That’s the question I throw to the think tanks of industries. To the second part of the question, a larger proportion of answers points to the negative. The traditional way of using the intuition to make business decisions has seen many failures. For example, it was seen that the sales of a particular company was highest during the beginning of a year and low on an average for the rest of the year. The company managers concluded that the group of buyers during the start of the year consisted of their most important customers. But, on the contrary, upon analyzing the data mathematically, it was observed that the people who bought in the month of January-February didn’t buy anything for the rest of the year, while those that consumed for the months of March to December were the ones who were their regular customers. Thus, these regular customers were their most important consumer-group.

Often intuition can lead a firm’s manager to a totally wrong direction and consequently bring doom to the firm. On the other hand, data analytics can show the correct trends and lead to constructive inferences. In an article, Dr. Dakshinamurthy V Kolluru, the President of International School of Engineering, points out that other than “patterns of data crushing down intuition”, analytics also helps in “transforming qualitative data to a quantitative one”. It is always to one’s advantage if “what we say is what we calculate”. Theoretical analysis, coupled with mathematical modeling, creates a concrete conception of the decision we are about to take. It removes the last traces of doubt and imparts a confident approach.

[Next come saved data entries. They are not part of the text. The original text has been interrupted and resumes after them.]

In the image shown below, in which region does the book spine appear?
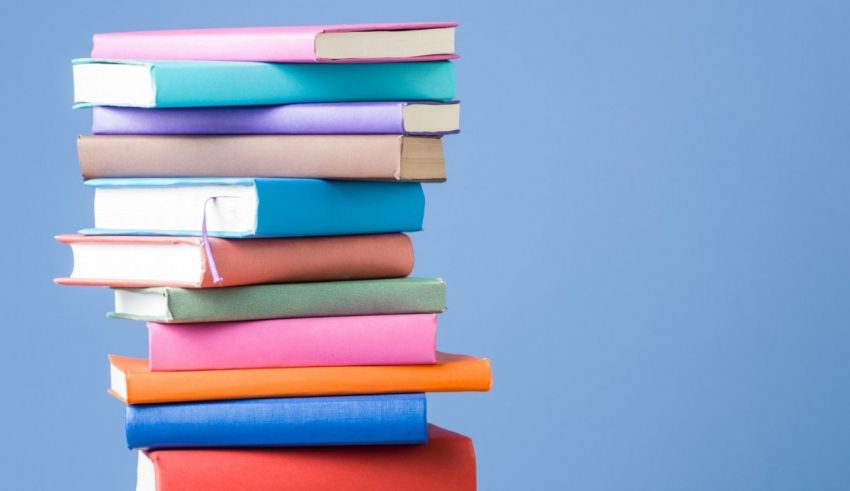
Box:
[254,179,425,237]
[145,425,476,491]
[164,278,446,323]
[153,61,455,107]
[92,103,406,135]
[125,394,428,449]
[149,314,438,371]
[77,134,405,180]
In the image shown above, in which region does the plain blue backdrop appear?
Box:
[2,1,849,489]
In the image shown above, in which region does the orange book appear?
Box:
[55,233,413,288]
[139,425,476,491]
[110,353,492,404]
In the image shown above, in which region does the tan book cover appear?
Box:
[77,135,446,181]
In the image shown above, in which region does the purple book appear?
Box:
[92,101,460,136]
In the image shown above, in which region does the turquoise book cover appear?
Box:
[81,177,426,237]
[72,59,456,108]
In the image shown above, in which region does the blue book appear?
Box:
[81,177,425,238]
[72,59,455,108]
[125,394,428,449]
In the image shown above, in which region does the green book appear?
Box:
[109,278,446,323]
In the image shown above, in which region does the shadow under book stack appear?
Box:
[57,23,491,491]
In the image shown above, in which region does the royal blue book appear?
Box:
[81,177,425,238]
[72,59,455,108]
[125,394,428,449]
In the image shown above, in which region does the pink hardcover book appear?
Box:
[149,313,438,371]
[91,22,458,63]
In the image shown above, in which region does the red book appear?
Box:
[55,233,413,288]
[138,425,476,491]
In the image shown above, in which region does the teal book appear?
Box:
[72,59,455,108]
[109,277,447,323]
[81,177,425,238]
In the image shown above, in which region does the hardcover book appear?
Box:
[137,425,476,491]
[109,352,492,404]
[125,394,427,449]
[91,102,460,136]
[77,134,446,181]
[91,23,458,63]
[72,59,455,108]
[82,178,425,238]
[148,314,438,371]
[110,277,446,323]
[56,233,414,288]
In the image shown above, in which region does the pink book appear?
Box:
[148,314,438,371]
[91,22,458,63]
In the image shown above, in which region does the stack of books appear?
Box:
[58,23,492,490]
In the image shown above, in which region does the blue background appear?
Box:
[2,1,849,489]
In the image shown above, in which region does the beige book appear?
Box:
[77,135,445,181]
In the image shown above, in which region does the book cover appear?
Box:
[148,314,438,371]
[55,233,414,288]
[77,134,445,181]
[109,352,492,404]
[81,177,425,238]
[91,102,460,136]
[125,394,427,449]
[110,277,446,323]
[137,425,475,491]
[72,59,455,108]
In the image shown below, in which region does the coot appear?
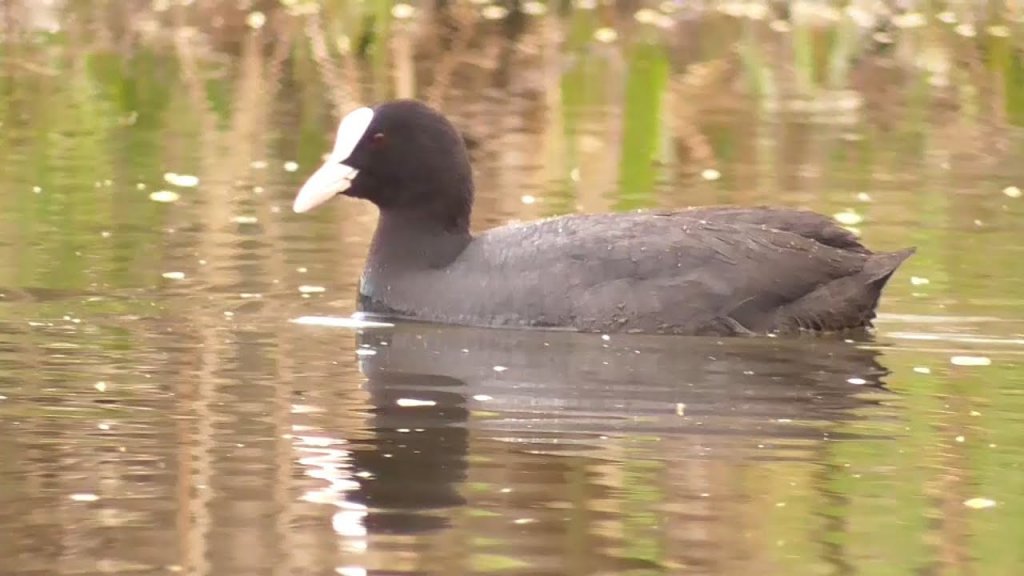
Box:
[293,99,914,336]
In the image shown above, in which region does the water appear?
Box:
[2,2,1024,574]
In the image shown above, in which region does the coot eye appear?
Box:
[370,132,386,150]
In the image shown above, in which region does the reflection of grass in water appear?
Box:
[822,349,1024,574]
[618,41,668,211]
[1003,46,1024,126]
[470,553,529,572]
[964,363,1024,574]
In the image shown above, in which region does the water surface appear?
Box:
[2,2,1024,575]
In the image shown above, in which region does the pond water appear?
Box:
[2,2,1024,575]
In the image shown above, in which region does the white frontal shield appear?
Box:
[292,107,375,213]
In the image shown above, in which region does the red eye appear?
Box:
[370,132,386,149]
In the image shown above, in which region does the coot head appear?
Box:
[293,99,474,232]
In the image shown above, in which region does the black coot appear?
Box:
[292,99,914,336]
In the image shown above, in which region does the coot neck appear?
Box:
[366,209,473,272]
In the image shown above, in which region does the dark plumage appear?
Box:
[293,99,914,336]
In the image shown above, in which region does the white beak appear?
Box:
[292,162,358,213]
[292,106,375,214]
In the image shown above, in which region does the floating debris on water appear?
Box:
[161,271,186,280]
[950,355,991,367]
[988,25,1011,37]
[833,210,863,225]
[481,4,509,19]
[676,402,686,416]
[856,192,872,202]
[298,285,326,294]
[701,168,722,181]
[1003,186,1021,198]
[719,1,765,19]
[954,23,977,38]
[283,161,299,172]
[251,160,268,169]
[964,498,996,509]
[473,394,493,402]
[522,1,547,15]
[163,172,199,187]
[492,365,508,373]
[593,27,618,43]
[634,8,658,24]
[913,366,932,374]
[892,12,927,28]
[847,377,867,385]
[290,315,394,329]
[231,215,259,224]
[396,398,436,407]
[391,3,415,19]
[69,493,100,502]
[911,276,930,286]
[94,381,107,392]
[245,11,266,29]
[520,195,536,205]
[149,190,180,203]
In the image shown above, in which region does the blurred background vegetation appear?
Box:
[1,0,1023,314]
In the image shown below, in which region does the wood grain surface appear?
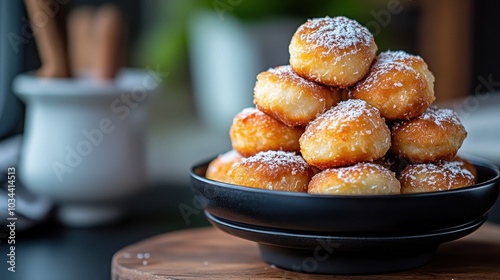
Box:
[112,223,500,279]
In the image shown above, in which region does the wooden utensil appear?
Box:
[67,6,96,75]
[68,4,125,80]
[24,0,71,78]
[94,4,124,81]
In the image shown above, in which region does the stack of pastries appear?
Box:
[206,16,476,195]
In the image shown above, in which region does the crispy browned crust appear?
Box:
[206,150,244,183]
[229,108,304,157]
[399,160,476,193]
[308,162,400,195]
[254,65,341,126]
[229,151,314,192]
[300,99,390,169]
[289,17,377,88]
[350,51,436,121]
[389,107,467,163]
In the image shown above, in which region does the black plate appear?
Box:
[190,159,499,234]
[206,212,486,274]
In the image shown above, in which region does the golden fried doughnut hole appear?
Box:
[399,160,476,194]
[300,99,391,169]
[308,162,400,195]
[229,150,314,192]
[453,156,478,181]
[289,16,377,88]
[254,65,342,126]
[350,51,436,120]
[390,106,467,163]
[230,108,304,157]
[206,150,244,183]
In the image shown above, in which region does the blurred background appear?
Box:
[1,0,500,279]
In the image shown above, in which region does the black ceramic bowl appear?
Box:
[189,157,500,274]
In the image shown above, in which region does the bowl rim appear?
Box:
[190,155,500,199]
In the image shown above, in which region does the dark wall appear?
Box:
[473,0,500,93]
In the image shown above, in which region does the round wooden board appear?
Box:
[112,223,500,279]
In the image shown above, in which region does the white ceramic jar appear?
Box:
[13,69,159,227]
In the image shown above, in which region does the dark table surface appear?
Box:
[1,182,499,280]
[0,183,210,280]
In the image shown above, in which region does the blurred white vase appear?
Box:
[188,11,302,133]
[188,11,259,133]
[13,69,158,227]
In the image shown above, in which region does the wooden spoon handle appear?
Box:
[24,0,71,78]
[94,4,124,81]
[67,6,96,75]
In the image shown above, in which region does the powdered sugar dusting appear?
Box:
[206,150,242,176]
[441,160,474,178]
[298,16,373,54]
[235,107,265,121]
[419,106,462,128]
[387,106,463,134]
[321,99,374,122]
[377,50,422,63]
[401,163,442,189]
[304,99,381,140]
[304,99,378,138]
[352,50,419,93]
[268,65,323,89]
[336,162,393,183]
[217,150,242,164]
[241,150,309,173]
[401,160,474,191]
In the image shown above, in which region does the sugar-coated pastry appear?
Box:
[206,150,244,183]
[254,65,342,126]
[229,150,314,192]
[350,51,435,121]
[230,108,304,157]
[308,162,400,195]
[300,99,390,169]
[289,16,377,88]
[390,106,467,163]
[399,160,476,194]
[453,156,478,180]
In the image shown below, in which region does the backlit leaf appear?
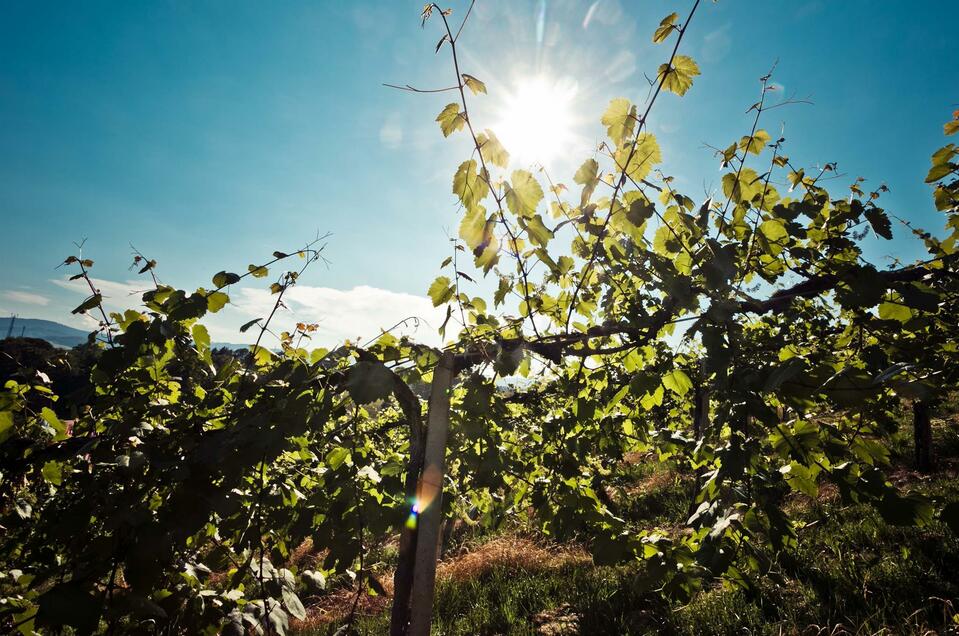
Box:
[658,55,700,96]
[436,102,465,137]
[505,170,544,218]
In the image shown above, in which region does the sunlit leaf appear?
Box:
[658,55,700,96]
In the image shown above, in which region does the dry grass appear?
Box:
[288,535,590,632]
[437,535,590,582]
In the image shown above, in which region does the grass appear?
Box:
[294,408,959,635]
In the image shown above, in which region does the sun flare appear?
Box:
[493,76,578,166]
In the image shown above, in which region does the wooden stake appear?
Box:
[407,351,456,636]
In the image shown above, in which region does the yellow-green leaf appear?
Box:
[41,407,66,441]
[453,159,489,209]
[0,411,13,443]
[878,301,912,323]
[505,170,544,218]
[601,98,635,146]
[41,460,62,486]
[478,129,509,168]
[428,276,454,307]
[459,205,488,251]
[740,129,771,155]
[658,55,700,96]
[248,264,269,278]
[462,74,486,95]
[652,12,678,43]
[522,214,553,248]
[759,219,788,243]
[436,102,465,137]
[662,369,693,397]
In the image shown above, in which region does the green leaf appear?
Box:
[878,301,912,323]
[248,264,269,278]
[326,446,350,470]
[619,132,662,181]
[239,318,262,333]
[574,158,599,186]
[453,159,489,208]
[494,276,511,307]
[627,198,655,226]
[601,98,634,146]
[925,162,955,183]
[71,293,102,315]
[213,271,241,288]
[41,407,66,441]
[740,129,771,155]
[759,219,788,243]
[658,55,699,96]
[207,291,230,313]
[505,170,544,218]
[462,74,486,95]
[662,369,692,397]
[41,460,62,486]
[522,214,553,247]
[0,411,13,444]
[877,494,933,527]
[428,276,454,307]
[780,461,818,497]
[345,361,394,405]
[652,12,679,43]
[459,204,488,250]
[477,129,509,168]
[191,322,209,348]
[864,206,892,239]
[436,102,465,137]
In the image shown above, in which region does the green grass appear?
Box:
[298,415,959,635]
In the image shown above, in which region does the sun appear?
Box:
[492,76,578,167]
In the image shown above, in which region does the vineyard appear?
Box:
[2,1,959,634]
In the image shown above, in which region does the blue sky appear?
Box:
[0,1,955,345]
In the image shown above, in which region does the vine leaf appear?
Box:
[436,103,465,137]
[601,98,635,146]
[864,207,893,239]
[459,205,488,251]
[0,411,13,444]
[462,74,487,95]
[505,170,544,218]
[658,55,700,96]
[662,369,693,397]
[652,12,679,43]
[453,159,489,208]
[345,361,394,405]
[740,129,771,155]
[477,129,509,168]
[213,271,241,288]
[71,293,102,315]
[428,276,454,306]
[239,318,262,333]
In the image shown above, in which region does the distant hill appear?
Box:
[0,317,92,348]
[0,316,249,350]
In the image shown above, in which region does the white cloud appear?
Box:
[2,290,51,306]
[227,284,446,347]
[50,276,150,311]
[380,113,404,149]
[702,26,731,64]
[47,275,448,349]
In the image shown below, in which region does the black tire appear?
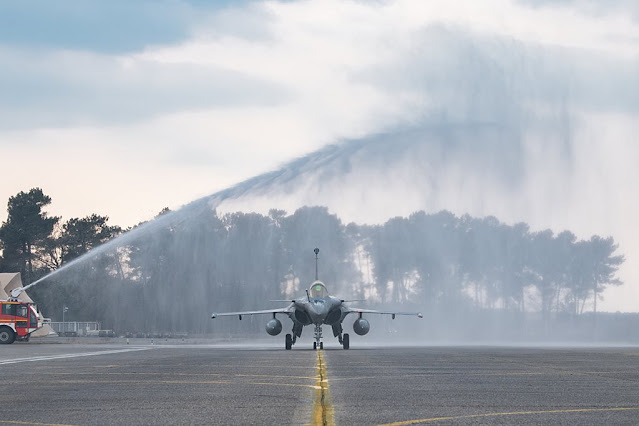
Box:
[285,333,292,350]
[343,333,349,350]
[313,341,317,350]
[0,327,15,344]
[320,342,323,350]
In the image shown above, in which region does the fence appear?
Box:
[50,321,101,337]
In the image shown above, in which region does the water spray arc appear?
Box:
[9,134,428,297]
[10,197,216,297]
[8,140,368,297]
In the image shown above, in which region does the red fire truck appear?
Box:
[0,299,42,344]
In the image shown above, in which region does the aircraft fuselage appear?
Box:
[292,295,343,325]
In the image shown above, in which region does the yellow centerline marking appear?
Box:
[378,407,639,425]
[312,350,335,426]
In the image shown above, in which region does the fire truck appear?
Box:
[0,299,42,344]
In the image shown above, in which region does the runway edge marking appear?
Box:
[378,407,639,425]
[312,350,335,426]
[0,347,150,365]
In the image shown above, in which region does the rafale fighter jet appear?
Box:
[211,248,422,350]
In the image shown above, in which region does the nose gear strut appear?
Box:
[313,324,323,350]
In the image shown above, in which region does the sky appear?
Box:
[1,0,638,311]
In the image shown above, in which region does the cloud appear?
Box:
[0,47,292,130]
[2,0,637,132]
[518,0,639,21]
[0,0,637,310]
[0,0,248,53]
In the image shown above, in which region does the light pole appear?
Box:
[62,306,68,332]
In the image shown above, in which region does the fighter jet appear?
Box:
[211,248,422,350]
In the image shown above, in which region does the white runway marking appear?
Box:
[0,347,150,365]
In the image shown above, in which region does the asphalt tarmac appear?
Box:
[1,342,638,425]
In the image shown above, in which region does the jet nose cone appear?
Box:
[309,300,327,318]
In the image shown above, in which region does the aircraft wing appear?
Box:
[211,307,293,319]
[345,307,423,319]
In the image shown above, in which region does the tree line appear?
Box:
[0,188,624,335]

Recently, Vincent Grantville used probability to prove that “In any 2- or 3-dimensional data set with 300+ rows, if the data is quantitative and evenly distributed in a bounded space, you should expect to see a large proportion – above 15% – of data points that have a very close neighbor.” He takes the aid of a picture of the galaxy to say that around 80% stars are arranged in a binary pattern. Intuition will commonly say that there must be some mechanism that forces the stars to be in pairs; while through pure probability computation, Grantville shows that it is perfectly normal to have around 15 % of the stars in pairs. He triumphantly wraps it up by stating that “data science and statistical analysis is superior to intuition”.

However, there are divided opinions on this debate of superiority between intuition and analytics. Some scientists say that big data will never beat human intuition. According to them, analytics is quantifying every single human aspect of the world starting from our well-being, happiness, preferences, emotions to behaviors, expectations, wishes, responses and actions. They argue that everything can’t be measured that easily, because there never is total homogeneity or total rationality working in the economy. Again, some others opine that there should be a balance between analytics and intuition to arrive at the accurate solution to a problem. But, on the pretext of industrial growth and profit-making, one can boldly assert that analytics is the superior one.